I finished the first draft by May 2001. Then came several more drafts. I even took myself on a homemade writer's retreat. We own a time-share, and they often sell off weeks they've not been able to exchange. I managed a week in a four-star hotel in the Austrian mountains for £140. It was fantastic having that time to myself. I did lots of writing, but I also had time to swim, walk and meet friends in the area. I added some more chapters and added some more about Cynthia. I did then send it out to a few publishers and agents. It came close several times, but didn't quite make it. In August 2002, I worked on it with Marina Oliver on the Advanced Novel Course at the Caerleon Writers' Holiday. She introduced me to the ten stages of revision I have used ever since.
Nick's Gallery was finally published in May 2004. We launched it from the University of Portsmouth, where I am completing a PhD in Creative and Critical Writing. That got a little media hype - mainly local and the book soon had a ranking on Amazon.

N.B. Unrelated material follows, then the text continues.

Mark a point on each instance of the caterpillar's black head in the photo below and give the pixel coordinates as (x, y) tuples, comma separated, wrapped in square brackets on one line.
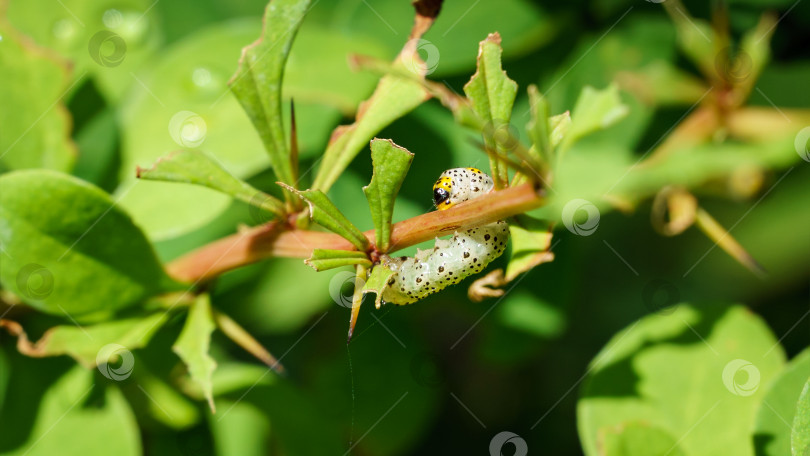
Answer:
[(440, 195)]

It has since been approved by the Muscular Dystrophy Campaign and reviewed by disability web sites in the UK, America and Australia. It has also had good reviews by another children's writer, a school librarian and another writer who would not normally read children's books and says it is not a book just for children anyway. Perhaps the best review, though, was from my daughter, who said it made her cry and even better, it made her boyfriend cry.
I hope it keeps on going. I'm rather fond of it myself as well.